家庭で被害者としてふるまうことによって何らかの利得を得ようとする人もいる。しかし、そういう手法を用いていることに当の本人は気づいておらず、自分こそ被害者だと思い込んでいる場合が多い。

たとえば、30代の男性は、息子が入っている少年野球チームのコーチの手伝いをしており、毎週土曜日、朝8時から17時までグラウンドに行っている。本当はやりたくなかったのだが、他に引き受ける人がいなかったので、どうしてもと頼まれて渋々手伝うことになったのだ。

もっとも、妻は野球に対してあまり理解がない。そもそも息子が野球チームに入ること自体、あまり快く思っていなかったようだ。

ある土曜日、夫がコーチの手伝いを終えて、夕方帰宅したところ、妻が明らかに不機嫌な様子で、一向に食事を作る気配がなかった。直接声をかけるのがためらわれる雰囲気だったので、息子に夕食の準備はどうなっているのか尋ねさせると、「作りたくない」という一言が返ってきた。

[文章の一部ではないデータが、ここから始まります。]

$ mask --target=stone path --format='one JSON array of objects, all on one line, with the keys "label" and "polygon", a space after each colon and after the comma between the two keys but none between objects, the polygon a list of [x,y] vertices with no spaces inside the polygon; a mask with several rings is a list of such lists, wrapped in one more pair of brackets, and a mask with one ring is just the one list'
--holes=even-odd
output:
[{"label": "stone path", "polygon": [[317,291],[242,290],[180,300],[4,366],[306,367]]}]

▼夫から謝罪を引き出すことに成功した妻は内心「してやったり」

仕方なく、夫が直接「何を怒っているのか」と聞いたところ、妻は突如激高して、「毎週、野球なんて自己満足なことばかりして、お風呂掃除もトイレ掃除もしてくれない!」と怒鳴りだした。夫は、「風呂掃除もトイレ掃除もしていないのはたしかだけど、普通に言ってくれれば素直に従うのに、そんな言い方はないだろう」という思いにとらわれ、憮然とした。

写真=iStock.com/vitranc

おまけに、「自己満足」という表現に引っかかった夫が「うるさいことを言うなあ」と言い返したことが、さらに火に油を注ぐ結果になった。妻は「自己満足は自己満足よ。あなたは自己満足の塊よ。その最大の被害者が私よ。私のことなんか全然考えてくれてない」と怒りだし、その日は結局仲たがいしたまま双方寝てしまった。

翌日、夫が外出先からメールで妻に謝り、週に一度は風呂掃除とトイレ掃除をすると告げ、一応収束したようだ。しかし、夫としては、罵声の迫力に負けた気がして、何となく釈然としなかったという。

この妻は、自分が夕食の準備をしていなかったことは棚に上げて、「野球なんて自己満足なことばかり」していると夫を責めている。夫は、少年野球チームのコーチの手伝いを好きでやっているわけではないのだが、妻は「自己満足」だと夫を責め、その「最大の被害者」が自分だと強調したわけである。

それが功を奏し、妻は夫から謝罪を引き出すことに成功した。そのうえ、週に一度の風呂掃除とトイレ掃除も夫は引き受けてくれたのだから、内心は「してやったり」というところではないか。